Impact of cardiac transplantation on molecular pathology of ET-1, VEGF-C, and mitochondrial metabolism and morphology in dilated versus ischemic cardiomyopathic patients.
Aharinejad S, Schafer R, Hofbauer R, Abraham D, Blumer R, Miksovsky A, Traxler H, Pullirsch D, Alexandrowicz R, Taghavi S, Kocher A, Laufer G.
Laboratory for Cardiovascular Research, First Department of Anatomy, University of Vienna, Waehringerstrasse 13, A-1090 Vienna, Austria.

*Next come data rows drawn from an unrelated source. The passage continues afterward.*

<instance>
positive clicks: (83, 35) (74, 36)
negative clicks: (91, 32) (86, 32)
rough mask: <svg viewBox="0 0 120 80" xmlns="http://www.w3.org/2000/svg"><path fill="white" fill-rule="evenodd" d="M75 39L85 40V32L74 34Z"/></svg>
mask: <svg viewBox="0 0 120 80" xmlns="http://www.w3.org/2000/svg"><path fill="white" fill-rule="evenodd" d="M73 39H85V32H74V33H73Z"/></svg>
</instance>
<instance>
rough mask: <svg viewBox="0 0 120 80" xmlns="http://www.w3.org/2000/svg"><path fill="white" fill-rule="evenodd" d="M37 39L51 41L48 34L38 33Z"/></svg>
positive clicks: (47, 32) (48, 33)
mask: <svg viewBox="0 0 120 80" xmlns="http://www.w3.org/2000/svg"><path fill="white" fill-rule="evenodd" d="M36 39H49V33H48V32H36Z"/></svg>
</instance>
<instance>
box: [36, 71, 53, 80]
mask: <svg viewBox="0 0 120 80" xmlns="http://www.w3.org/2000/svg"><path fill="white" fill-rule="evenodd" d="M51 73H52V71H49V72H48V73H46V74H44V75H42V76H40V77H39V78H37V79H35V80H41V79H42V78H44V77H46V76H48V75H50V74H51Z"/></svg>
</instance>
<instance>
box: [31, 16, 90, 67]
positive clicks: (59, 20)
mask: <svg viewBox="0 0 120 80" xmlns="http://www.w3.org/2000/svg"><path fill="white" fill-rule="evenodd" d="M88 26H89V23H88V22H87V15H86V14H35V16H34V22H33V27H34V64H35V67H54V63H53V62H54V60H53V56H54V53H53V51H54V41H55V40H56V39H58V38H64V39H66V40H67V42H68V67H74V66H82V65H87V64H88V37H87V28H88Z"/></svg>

Transplantation 2001 Sep 27;72(6):1043-9 Abstract quote
Little is known about the long-term impact of cardiac transplantation on activity and modifications of endothelin (ET)-1 system, vascular endothelial growth factor (VEGF), and mitochondrial metabolism and morphology in patients with ischemic cardiomyopathy (ICM) versus dilated cardiomyopathy (DCM).
Messenger RNA (mRNA) expression levels of ET-1, endothelin converting enzyme (ECE)-1, VEGF-C, carnitine palmitoyltransferase (CPT)-1, and carnitine acetyltransferase (CARAT), as well as the number of normal, edematous, and degenerated mitochondria were assessed in left ventricular biopsies of 21 patients with DCM and 20 with ICM (New York Heart Association class III-IV) before and up to 3 months after cardiac transplantation.